The above ads demonstrate how fashion moved away from turn-of-the-century corsets and bustle skirts to the loose-fitting dresses and hatless bob-haired styles of the flapper era. In a short span of twenty years, a world war raged and women gained the right to vote. A revolution of prosperity, driven by machines, international trade and urban life was well underway. Modern art, with its love of innovation, reflected this global transformation.
Just how modern were the Group of Seven artists? Most of the artists are best described as restless, moving about from job to job, often travelling and painting on the fly. Some members of the group had studied art in Europe, some fought in the war or were involved in war-time messaging. Through their day jobs in advertising, members of the group were steeped in post impressionism, art nouveau and other modernist trends. Working on weekends in rented cottages, taking countless train rides from Toronto to Algonquin Park and beyond, their working methods forced them to paint with speed and spontaneity. As travel artists, they fancied themselves pioneers of a new path, throwing off centuries of dull tradition in favour of a more daring and personal vision. This is the very spirit of modernism.
Tom Thomson (1877-1917) was born just 10 years after Confederation. He was influenced by a great nation-building project. The expansion of industry and spread of the railway allowed him and his fellow artists access to remote areas. Thomson was an anomaly in almost every way. He was 27 years old when he first picked up a paintbrush, 39 years old when he died. One of the most likeable members of the group, his life ended in a wholly unexpected quarrel with an unstable man who he thought was his friend.

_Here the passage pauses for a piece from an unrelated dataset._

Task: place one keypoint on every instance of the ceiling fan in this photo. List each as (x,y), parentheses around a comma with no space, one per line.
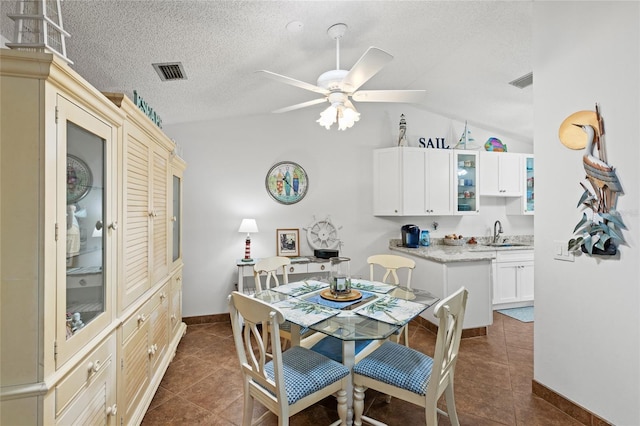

This leads us to the first paradox of the Group of Seven: Tom Thomson was a Pacifist who refused to participate in the horrors of World War 1. Instead he retreated to the safety and isolation of a provincial park in northern Ontario, where he was promptly murdered. In true Canadian fashion, this loss is too cruel for us, so we call Thomson’s death a mystery. Before the Group of Seven had officially formed, which wouldn’t happen until 1920, they had lost their most gifted member. Thomson’s long shadow follows the group as they search for artistic identity.
The group’s journey intersects with another important trend: the national parks movement. It starts in the United States and Canada follows suit. From the start, Canadians are conflicted over the purpose of their national parks. Are these protected spaces meant for recreation, conservation, or the development of industry? Some members of the Group of Seven were avid campers and woodsmen, others not so much. But in their art, they come together in a shared vision of the country, using daring colours (no more dull green and brown landscapes for them!) and thick dabs of paint that give the images a fresh and vibrant look.
The Group of Seven was assisted financially by the most energetic member of the group, Lawren Harris and his friend, Dr. James MacCallum. These two constructed a building in Toronto, which they divided into studios and rented out to their artist friends at an affordable rate. Tom Thomson lived rent-free in a small cottage in the back. Harris and MacCallum also arranged for exhibitions and trips to northern Ontario. Harris’s wealth came from the Massey Harris company, which sold modern tractors to farmers around the world.
In the second paradox of the Group of Seven, the Massey Harris farm equipment revolutionized agriculture, bringing with it all the rewards of mechanized, big-scale industry, but at an unexpected cost. No one was aware of it at the time, but one of the consequences of industrial agriculture, with its deep plowing and soil disruption, is erosion and the inability of land to hold water. In times of drought, uncovered soil turns to dust and blows off in huge destructive clouds, leaving great tracts of land in a state of ruin. This is what happened during the Dustbowl of the 1930s. These drought-ridden farms are one of the indelible symbols of the Great Depression.
The glorious images of wilderness abundance that the Group of Seven specialized in were no longer relevant for a time of deprivation and environmental disaster. It is no coincidence that this is exactly the moment, the 1930s, when the Group disbanded.
A few of the artists became teachers and continued to exert influence on a younger generation. But with the arrival of the Second World War, their time had passed and new styles took over. However, in our national museums, the Group of Seven has gained status equivalent to a gold standard. They were, after all, Canada’s first homegrown art movement and remain among our best known and most popular artists with public and collectors.